Scott Bair's Raiders Breakdowns: Offensive Line
Last year the offensive line paved the way for the fifth-worst rushing attack in the NFL. (USA TODAY IMAGES)
Second-round pick Menelik Watson stands 6-foot-6 and weighs 320 pounds. (USA TODAY IMAGES)
Editor’s note: Insider Scott Bair will be providing position-by-position breakdowns each day leading up to Raiders training camp. The full squad will report on July 24, with the first practice day scheduled for July 26. Today, Scott focuses on the offensive line.
Who they have: OTs Jared Veldheer, Willie Smith, John Wetzel, Khalif Barnes, Menelik Watson and Alex Barron, OGs Tony Bergstrom, Mike Brisiel, Jason Foster, Lucas Nix and Lamar Mady and Cs Stefen Wisniewski, Alex Parsons and Andre Robiskie.
Who they lost: OG Cooper Carlisle
Looking back: The Raiders offensive line didn’t fit the zone-blocking scheme installed by coordinator Greg Knapp and line coach Frank Pollack. The experiment failed, and both coaches were fired as a result. The running game never took off -– Darren McFadden had a career-worst 3.3 yards per carry –- and the scheme became the scapegoat. The line deserves a share of the blame for that failure. Individually, however, Veldheer and Wisniewski provided hope for the future. Veldheer had a strong season at left tackle, giving up just five sacks and three quarterback hits all season long.
Overall outlook: The Raiders offensive line could be vastly improved this year. New coordinator Greg Olson has reverted the Raiders back to a power-blocking scheme, which fits the talent of this unit. While scheme change was vital, the addition of position coach Tony Sparano is equally important. He’s well respected as a line coach and a running-game coordinator, and should help maximize his talent. Veldheer and Wisniewski will again lead the line. Bergstrom must perform in his first season as a starter and the right side needs to shore up during camp to operate at its highest level.
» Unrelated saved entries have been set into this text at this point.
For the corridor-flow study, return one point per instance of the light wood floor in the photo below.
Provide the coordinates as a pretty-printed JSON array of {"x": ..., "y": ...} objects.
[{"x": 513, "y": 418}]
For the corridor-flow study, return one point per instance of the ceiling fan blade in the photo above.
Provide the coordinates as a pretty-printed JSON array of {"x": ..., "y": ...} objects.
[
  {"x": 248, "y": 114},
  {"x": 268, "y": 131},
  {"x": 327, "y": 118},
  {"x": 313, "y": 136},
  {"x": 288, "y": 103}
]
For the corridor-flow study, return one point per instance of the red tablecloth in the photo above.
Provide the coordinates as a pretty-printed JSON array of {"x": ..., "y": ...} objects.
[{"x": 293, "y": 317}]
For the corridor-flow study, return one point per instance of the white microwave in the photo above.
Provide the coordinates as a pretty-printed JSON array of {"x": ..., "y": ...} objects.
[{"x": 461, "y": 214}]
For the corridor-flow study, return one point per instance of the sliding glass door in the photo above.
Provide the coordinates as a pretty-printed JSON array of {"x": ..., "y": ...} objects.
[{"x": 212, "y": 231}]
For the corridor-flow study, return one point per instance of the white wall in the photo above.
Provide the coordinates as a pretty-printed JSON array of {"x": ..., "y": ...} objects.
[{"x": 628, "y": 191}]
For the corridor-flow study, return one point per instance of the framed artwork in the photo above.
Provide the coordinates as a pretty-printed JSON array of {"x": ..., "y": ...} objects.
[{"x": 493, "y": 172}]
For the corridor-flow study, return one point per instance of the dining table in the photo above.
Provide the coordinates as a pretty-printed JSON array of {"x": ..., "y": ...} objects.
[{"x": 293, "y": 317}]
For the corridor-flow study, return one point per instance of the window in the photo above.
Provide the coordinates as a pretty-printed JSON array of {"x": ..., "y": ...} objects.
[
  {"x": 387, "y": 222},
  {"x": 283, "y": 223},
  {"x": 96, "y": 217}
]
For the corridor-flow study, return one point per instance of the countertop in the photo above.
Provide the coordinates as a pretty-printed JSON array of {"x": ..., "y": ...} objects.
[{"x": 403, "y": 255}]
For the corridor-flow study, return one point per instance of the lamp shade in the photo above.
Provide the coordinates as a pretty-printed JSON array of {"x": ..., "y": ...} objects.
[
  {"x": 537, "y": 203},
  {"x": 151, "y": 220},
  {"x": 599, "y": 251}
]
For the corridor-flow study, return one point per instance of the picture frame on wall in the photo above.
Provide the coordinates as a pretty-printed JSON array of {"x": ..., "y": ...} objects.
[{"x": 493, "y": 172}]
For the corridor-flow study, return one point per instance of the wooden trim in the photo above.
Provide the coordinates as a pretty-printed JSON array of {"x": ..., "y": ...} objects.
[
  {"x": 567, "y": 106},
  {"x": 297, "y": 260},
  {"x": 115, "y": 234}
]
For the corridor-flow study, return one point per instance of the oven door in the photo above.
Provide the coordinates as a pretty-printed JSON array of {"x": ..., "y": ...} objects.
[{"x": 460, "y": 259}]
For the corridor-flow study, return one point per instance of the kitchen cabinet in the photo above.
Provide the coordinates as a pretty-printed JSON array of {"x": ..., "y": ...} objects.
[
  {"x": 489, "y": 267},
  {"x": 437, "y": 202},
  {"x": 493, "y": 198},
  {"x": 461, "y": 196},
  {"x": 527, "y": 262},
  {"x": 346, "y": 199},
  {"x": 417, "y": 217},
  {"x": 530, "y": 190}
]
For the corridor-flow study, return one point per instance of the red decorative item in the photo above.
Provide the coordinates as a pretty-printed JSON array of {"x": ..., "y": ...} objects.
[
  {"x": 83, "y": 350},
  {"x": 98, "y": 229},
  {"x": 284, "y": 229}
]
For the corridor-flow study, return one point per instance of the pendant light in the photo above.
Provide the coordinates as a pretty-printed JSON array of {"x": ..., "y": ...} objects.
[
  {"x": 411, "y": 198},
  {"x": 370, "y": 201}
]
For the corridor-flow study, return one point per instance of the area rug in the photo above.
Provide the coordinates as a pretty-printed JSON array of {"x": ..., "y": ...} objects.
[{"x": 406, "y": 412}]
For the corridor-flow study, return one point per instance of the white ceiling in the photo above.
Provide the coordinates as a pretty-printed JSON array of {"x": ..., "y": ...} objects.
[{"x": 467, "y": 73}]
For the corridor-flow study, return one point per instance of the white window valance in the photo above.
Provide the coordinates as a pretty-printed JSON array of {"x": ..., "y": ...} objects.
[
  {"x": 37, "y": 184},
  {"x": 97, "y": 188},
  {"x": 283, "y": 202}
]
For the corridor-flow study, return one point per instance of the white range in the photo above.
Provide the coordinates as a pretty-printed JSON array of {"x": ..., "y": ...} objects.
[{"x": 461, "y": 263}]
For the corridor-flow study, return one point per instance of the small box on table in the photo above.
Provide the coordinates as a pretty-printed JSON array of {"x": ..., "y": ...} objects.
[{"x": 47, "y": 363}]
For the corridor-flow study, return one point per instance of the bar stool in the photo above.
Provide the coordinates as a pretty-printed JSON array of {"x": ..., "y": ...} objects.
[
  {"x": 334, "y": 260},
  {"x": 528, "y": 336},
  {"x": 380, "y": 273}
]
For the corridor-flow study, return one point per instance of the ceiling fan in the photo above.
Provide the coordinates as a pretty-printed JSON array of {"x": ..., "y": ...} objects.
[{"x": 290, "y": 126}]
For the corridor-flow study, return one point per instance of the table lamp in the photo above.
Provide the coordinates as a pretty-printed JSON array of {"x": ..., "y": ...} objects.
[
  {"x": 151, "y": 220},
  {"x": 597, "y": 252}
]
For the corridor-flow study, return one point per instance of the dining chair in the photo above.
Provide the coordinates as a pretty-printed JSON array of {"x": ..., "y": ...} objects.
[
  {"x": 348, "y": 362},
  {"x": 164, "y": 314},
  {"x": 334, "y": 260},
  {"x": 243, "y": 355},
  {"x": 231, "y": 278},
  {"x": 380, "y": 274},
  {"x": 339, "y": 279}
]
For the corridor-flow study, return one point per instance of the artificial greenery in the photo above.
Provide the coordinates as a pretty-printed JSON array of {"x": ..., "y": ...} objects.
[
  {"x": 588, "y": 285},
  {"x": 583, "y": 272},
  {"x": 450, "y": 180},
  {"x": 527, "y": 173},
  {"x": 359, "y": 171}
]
Camp competition: The battle at right tackle is one to keep an eye on during camp. Incumbent starter Barnes will be challenged by Watson. The second-round pick is an intriguing prospect with tremendous athleticism and a massive frame and should play if he can master the scheme during camp. He only started one year and Florida State and got into football late in life, so he’s less experienced than most rookies despite being 24. Brisiel and Nix will compete to be the starting right guard. Brisiel was imported last year to be a zone blocker, and is a poor fit for the new scheme. That gives the 317-pound Nix a chance to win the job with a strong camp.